Case Studies · Last updated June 2026

Case Study: GitOps on Amazon EKS — Moving Production Deployments from kubectl to ArgoCD and Helm

Outcomes

Deploying to production became a reviewed pull request merge instead of a manual kubectl session
Rollback is a git revert: about two minutes back to any previous release, with an audit trail
CI pipelines no longer hold cluster credentials at all
Config drift is gone — ArgoCD detects manual changes and self-heals them back to the git state
Full observability via kube-prometheus-stack, with Alertmanager paging a Slack channel
Roughly 30% node cost reduction after right-sizing requests/limits and adding autoscaling

How Deployments Worked Before

A subset of the client environments I look after run on Amazon EKS. When I took over one of these setups, deployments worked the way a lot of first Kubernetes pipelines do: a CI job built an image, then ran kubectl apply against a directory of raw manifests. The kubeconfig it used had cluster-admin. Every pipeline run was, in effect, an unsupervised admin session against production.

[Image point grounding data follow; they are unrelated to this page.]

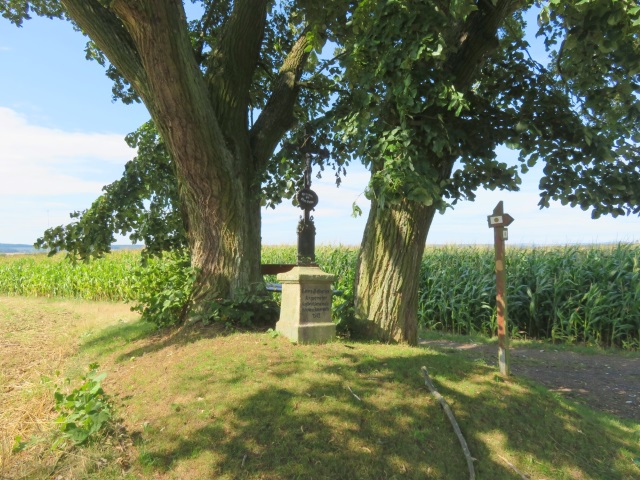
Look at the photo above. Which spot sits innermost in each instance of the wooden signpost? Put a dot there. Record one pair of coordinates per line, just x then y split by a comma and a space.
499, 221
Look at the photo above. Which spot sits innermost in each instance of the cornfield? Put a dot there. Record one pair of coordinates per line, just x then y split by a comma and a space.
586, 294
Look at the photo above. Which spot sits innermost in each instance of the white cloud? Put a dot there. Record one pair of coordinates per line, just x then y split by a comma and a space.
36, 160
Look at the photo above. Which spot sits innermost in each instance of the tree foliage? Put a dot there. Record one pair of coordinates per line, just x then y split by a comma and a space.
416, 102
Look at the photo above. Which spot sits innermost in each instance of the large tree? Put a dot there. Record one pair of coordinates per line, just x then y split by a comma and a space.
201, 81
433, 87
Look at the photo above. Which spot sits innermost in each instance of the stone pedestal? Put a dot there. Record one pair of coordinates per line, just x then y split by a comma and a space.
305, 313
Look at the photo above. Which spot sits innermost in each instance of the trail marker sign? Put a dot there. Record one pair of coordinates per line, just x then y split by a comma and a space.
499, 220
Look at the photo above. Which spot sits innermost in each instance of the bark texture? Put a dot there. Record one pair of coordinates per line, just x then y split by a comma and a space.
201, 111
386, 284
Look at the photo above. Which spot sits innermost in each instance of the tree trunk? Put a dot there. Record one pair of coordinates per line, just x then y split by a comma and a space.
386, 283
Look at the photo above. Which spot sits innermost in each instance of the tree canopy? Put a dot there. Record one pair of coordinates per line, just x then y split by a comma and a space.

The day-to-day problems followed from that. Nobody could answer the question "what exactly is running in prod right now" with certainty, because the manifests in git only described what CI had applied last time. Hotfixes made by hand with kubectl edit never made it back into the repo and accumulated as silent drift between environments. Rolling back meant digging through old pipeline logs to figure out which manifest versions and image tags had been live before the bad deploy.

The constraints were ordinary ones. A small DevOps team supports many environments, so anything that needs per-cluster babysitting was out. Dev, staging, and prod had to behave identically while differing in size. The migration could not interrupt running workloads. The clients are cost-sensitive, and the tooling had to be open source.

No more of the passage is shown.